Speed up response to the risks of global warming
After reading your July 5 article, "Could this be the global-warming generation?," I believe that raising awareness of global warming is vitally important, but too many people who accept its reality theoretically do not yet feel the urgency required for major changes in energy use. Partly, climate change is still perceived as affecting us in the distant future.
Our energy dependence creates risks with much shorter time horizons. If our tremendous fuel-import needs are disrupted even briefly, the US will encounter price volatility and shortages.
With world energy demand continuing to grow, and supplies of oil and natural gas stagnant or depleting, we cannot assume energy prices or supplies will be stable.

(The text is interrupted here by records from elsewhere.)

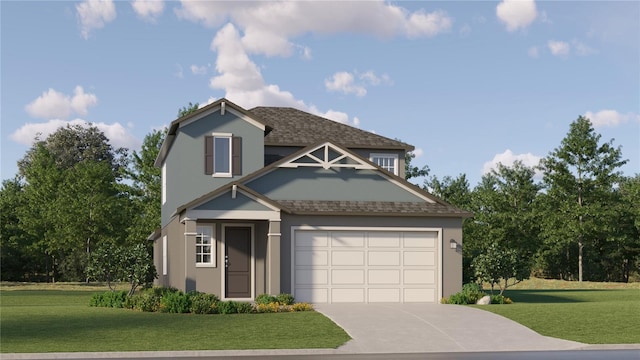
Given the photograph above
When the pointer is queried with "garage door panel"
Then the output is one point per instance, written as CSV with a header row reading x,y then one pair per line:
x,y
384,239
347,295
312,258
420,239
419,277
347,258
419,258
384,258
312,238
384,277
315,295
347,239
384,295
366,266
347,277
419,295
312,277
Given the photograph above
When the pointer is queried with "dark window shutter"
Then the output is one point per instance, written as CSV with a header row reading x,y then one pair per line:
x,y
236,156
208,155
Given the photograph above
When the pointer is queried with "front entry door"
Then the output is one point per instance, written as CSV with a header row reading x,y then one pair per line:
x,y
238,262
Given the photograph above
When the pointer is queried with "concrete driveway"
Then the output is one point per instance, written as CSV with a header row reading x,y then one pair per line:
x,y
398,328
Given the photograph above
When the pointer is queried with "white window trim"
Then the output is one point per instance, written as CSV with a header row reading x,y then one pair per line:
x,y
213,245
393,157
164,255
226,136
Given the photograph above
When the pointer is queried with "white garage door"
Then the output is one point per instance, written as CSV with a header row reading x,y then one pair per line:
x,y
332,266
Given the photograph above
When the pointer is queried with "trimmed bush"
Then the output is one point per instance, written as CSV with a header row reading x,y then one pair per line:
x,y
228,307
115,299
244,308
202,303
265,299
301,307
175,302
285,299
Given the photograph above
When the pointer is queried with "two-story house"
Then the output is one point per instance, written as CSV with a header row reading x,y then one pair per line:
x,y
273,200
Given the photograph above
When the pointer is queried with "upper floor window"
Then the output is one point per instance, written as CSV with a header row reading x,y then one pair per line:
x,y
388,162
222,155
205,246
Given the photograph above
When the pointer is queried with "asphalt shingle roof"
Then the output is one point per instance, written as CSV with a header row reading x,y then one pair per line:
x,y
387,208
293,127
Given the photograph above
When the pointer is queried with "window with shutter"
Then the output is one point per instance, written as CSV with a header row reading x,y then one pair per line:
x,y
223,155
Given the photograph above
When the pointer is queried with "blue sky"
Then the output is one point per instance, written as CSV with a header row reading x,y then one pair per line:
x,y
469,84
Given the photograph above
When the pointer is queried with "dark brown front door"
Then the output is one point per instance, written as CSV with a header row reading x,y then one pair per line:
x,y
238,262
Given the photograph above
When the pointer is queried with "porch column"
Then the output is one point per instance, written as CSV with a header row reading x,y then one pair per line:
x,y
273,257
189,254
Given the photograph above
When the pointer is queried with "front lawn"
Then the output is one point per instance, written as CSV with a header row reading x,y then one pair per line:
x,y
62,321
592,313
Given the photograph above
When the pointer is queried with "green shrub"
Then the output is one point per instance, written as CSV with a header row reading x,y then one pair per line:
x,y
244,308
470,294
175,302
202,303
265,299
228,307
147,302
285,299
114,299
500,299
301,307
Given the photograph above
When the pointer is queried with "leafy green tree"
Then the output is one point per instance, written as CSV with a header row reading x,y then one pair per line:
x,y
186,110
72,197
579,179
504,221
411,171
146,188
498,265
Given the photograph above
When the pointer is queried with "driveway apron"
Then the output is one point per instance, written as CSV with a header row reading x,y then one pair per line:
x,y
404,328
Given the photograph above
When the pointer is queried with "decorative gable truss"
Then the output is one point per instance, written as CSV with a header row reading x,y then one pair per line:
x,y
327,156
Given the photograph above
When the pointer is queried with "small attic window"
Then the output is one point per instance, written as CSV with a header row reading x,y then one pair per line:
x,y
388,162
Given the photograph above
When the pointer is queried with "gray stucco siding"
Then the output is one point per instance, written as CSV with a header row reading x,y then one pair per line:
x,y
312,183
185,178
226,202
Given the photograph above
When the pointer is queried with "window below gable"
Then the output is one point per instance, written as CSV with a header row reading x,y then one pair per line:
x,y
223,155
388,162
205,246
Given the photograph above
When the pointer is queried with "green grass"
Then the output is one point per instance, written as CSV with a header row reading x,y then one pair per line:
x,y
62,321
592,313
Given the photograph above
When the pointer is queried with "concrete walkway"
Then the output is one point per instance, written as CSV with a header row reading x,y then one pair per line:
x,y
399,328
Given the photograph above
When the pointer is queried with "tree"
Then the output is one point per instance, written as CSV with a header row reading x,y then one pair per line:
x,y
73,199
186,110
579,178
413,172
497,265
146,188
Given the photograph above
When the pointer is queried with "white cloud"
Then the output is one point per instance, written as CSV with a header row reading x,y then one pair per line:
x,y
94,14
344,82
118,135
54,104
268,27
198,70
582,49
148,10
507,158
610,118
559,48
516,14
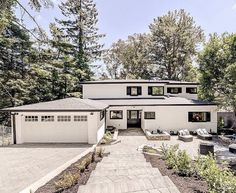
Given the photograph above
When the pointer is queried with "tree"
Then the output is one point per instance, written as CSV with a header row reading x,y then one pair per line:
x,y
174,41
80,36
129,58
217,67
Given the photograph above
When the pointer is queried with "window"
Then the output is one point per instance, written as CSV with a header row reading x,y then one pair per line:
x,y
199,117
63,118
155,90
102,115
191,90
47,118
31,118
80,118
174,90
149,115
116,114
134,90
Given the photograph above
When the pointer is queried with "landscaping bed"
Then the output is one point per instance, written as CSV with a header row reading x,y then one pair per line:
x,y
75,175
185,184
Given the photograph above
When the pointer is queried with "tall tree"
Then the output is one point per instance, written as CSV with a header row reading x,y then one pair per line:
x,y
80,35
174,40
129,58
217,66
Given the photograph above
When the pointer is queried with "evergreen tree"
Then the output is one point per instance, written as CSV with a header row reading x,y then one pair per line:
x,y
80,36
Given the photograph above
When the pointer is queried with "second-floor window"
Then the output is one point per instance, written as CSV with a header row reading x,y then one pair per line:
x,y
191,90
174,90
134,90
155,90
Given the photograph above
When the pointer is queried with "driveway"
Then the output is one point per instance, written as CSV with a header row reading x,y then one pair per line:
x,y
22,165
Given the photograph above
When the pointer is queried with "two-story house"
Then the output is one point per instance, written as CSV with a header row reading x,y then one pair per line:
x,y
154,104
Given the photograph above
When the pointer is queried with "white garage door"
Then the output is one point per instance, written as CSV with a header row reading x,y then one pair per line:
x,y
49,129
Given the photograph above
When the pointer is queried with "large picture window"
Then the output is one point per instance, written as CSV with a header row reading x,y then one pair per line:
x,y
174,90
116,114
191,90
149,115
31,118
155,90
134,90
199,116
47,118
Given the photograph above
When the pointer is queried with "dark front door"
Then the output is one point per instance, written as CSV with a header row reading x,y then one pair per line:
x,y
133,118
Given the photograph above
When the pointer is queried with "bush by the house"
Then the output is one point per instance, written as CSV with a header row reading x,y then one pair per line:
x,y
107,138
219,179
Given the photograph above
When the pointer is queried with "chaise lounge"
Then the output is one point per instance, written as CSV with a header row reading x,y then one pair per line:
x,y
203,134
185,136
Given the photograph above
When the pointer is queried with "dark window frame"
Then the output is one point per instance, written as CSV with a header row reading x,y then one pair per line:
x,y
116,117
189,88
169,90
208,117
150,91
129,90
145,115
102,115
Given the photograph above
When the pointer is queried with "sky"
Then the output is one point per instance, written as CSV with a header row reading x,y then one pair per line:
x,y
120,18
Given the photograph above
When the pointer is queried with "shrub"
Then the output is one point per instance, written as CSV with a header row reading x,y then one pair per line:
x,y
68,180
183,164
220,180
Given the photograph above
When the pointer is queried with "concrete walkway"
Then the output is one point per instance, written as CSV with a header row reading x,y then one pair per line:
x,y
125,170
22,165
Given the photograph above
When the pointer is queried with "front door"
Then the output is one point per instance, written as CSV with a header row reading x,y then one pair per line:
x,y
133,118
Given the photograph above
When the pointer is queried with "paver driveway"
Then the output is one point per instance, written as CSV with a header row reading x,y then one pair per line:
x,y
21,165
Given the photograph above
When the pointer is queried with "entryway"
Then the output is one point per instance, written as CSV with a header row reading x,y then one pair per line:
x,y
134,118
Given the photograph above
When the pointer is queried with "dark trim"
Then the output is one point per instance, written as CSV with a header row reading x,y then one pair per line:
x,y
151,89
138,82
116,118
51,110
164,105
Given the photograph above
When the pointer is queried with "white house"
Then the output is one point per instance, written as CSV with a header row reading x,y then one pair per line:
x,y
165,105
156,104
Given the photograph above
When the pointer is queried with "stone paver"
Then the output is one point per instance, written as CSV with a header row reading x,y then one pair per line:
x,y
22,165
125,170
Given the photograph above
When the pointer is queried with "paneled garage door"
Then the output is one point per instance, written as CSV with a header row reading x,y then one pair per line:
x,y
55,129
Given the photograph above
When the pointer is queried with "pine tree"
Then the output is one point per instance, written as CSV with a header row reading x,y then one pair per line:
x,y
80,36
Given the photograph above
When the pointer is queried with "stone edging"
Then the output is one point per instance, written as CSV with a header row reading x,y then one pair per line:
x,y
33,187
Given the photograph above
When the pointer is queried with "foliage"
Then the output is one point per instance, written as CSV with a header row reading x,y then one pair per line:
x,y
183,163
217,67
218,179
107,138
129,58
68,180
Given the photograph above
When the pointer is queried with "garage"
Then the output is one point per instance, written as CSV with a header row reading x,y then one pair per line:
x,y
69,120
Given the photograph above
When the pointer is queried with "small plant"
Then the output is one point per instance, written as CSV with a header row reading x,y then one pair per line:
x,y
183,164
148,149
220,180
100,152
68,180
107,138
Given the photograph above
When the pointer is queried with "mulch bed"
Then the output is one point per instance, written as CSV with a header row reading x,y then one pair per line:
x,y
73,169
185,184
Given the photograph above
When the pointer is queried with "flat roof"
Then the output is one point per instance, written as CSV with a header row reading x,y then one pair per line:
x,y
171,82
162,101
67,104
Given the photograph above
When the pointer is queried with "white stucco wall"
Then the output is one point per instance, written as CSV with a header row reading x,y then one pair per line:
x,y
120,90
59,132
169,118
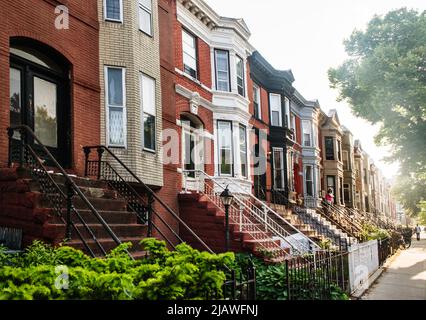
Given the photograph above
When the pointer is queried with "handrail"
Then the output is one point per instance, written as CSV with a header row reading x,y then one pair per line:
x,y
150,193
264,207
69,181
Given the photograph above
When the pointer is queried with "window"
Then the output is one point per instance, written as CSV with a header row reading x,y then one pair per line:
x,y
114,10
243,151
225,148
329,148
276,115
222,70
257,102
116,106
309,181
278,168
148,112
145,16
287,112
190,63
240,77
331,184
345,160
307,133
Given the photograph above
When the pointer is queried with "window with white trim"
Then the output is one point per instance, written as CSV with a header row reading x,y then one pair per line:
x,y
307,133
113,10
257,102
222,70
276,111
148,107
240,77
116,106
225,148
243,151
190,61
278,158
145,16
287,111
309,181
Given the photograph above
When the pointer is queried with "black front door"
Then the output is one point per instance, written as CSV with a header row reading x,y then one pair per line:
x,y
38,100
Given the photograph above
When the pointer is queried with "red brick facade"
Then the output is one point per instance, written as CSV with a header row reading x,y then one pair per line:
x,y
35,20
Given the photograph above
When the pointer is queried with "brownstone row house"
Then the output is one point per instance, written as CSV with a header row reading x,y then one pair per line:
x,y
137,115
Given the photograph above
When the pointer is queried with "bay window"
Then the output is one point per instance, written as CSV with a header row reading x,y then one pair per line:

By focusing on a risk that can affect us at any time, we can prepare for fuel depletion and nonlinear events while speeding up a response to global warming.
Stop promoting off-road vehicles
After reading the July 3 article, "Off-road vehicles rev up controversy in public lands," I believe that our dependence on foreign oil constitutes a serious threat to our national security. In order to meet our basic transportation needs we must import more than 50 percent of the oil we use; and even if the oil does not get cut off, the many billions of dollars that we send overseas damages our economy and helps to enrich the coffers of unfriendly regimes in countries such as Iran and Venezuela.
We need to find alternative energy sources and do everything we can to reduce our consumption of oil. It therefore makes absolutely no sense to promote the use of off-road vehicles for entertainment. In fact, there should be a national policy to prohibit the use of gas guzzling off-road vehicles, snowmobiles, and jet skis on our public lands and public waterways.
Given the additional fact that obesity has become a national healthcare crisis, we should aggressively encourage physical outdoor activities instead. The fact that people sit and burn gasoline as a form of recreational activity is a disgrace, and it should be viewed as an un-American activity.
Wayne A. Spitzer
Carbon tax as damage control
In response to the July 5 editorial, "Al Gore's inconvenient tax," the first paragraph describes the basics of the proposal (replacing one tax with another), but then proceeds to ignore the replacement portion of the plan.
The carbon tax is the ultimate expression of a consumption tax, except that instead of consuming things, it charges against the damage to the environment posed by greenhouse gases emitted by a user.
To have a truly effective argument about taxation, it is helpful to discuss all parts of a proposal.
In response to the editorial, "Al Gore's Inconvenient Tax," about taxing gasoline to reduce consumption and pollution: Congress is struggling against the auto lobby to mandate more strict miles per gallon rates at some date in the future that is too distant.
Auto manufacturers such as Toyota have the technology right now to achieve 40 to 50 m.p.g. Of course Toyota cannot produce all cars in this form, therefore I believe that their technology should be mandated for use by all auto manufacturers with a license fee paid to Toyota until patents expire.
Thomas Harmon, Jr
New Arizona law on hiring illegal workers
Regarding the July 5 article, "Employers feel heat on immigration," which examines Arizona's new law to impose sanctions on those who hire illegal workers: While employers may whine about mistakes in the Basic Pilot Program, I do not see any of them commenting on how much more time they will have to spend checking IDs much more thoroughly and calling Immigration and Customs Enforcement immediately if they have a suspicion.
A better proposal would be for the illegal workers under suspicion to lose their job until the ID is proven legal rather than punish the employer. This would put more of the onus on the illegal worker and give the employers a real incentive to clean up their act.
Sanskrit for individuals from all backgrounds
In response to your July 5 article, "Sanskrit echoes around the World," I believe the article correctly portrays the growing popularity of Sanskrit not only in India but also in the US. In Pensacola, Fla., a medium-sized southern city, I offered a 10-week course on beginning Sanskrit alphabet and Sanskrit vocabulary. To my surprise the course was quite popular, and 30 adults completed the entire program.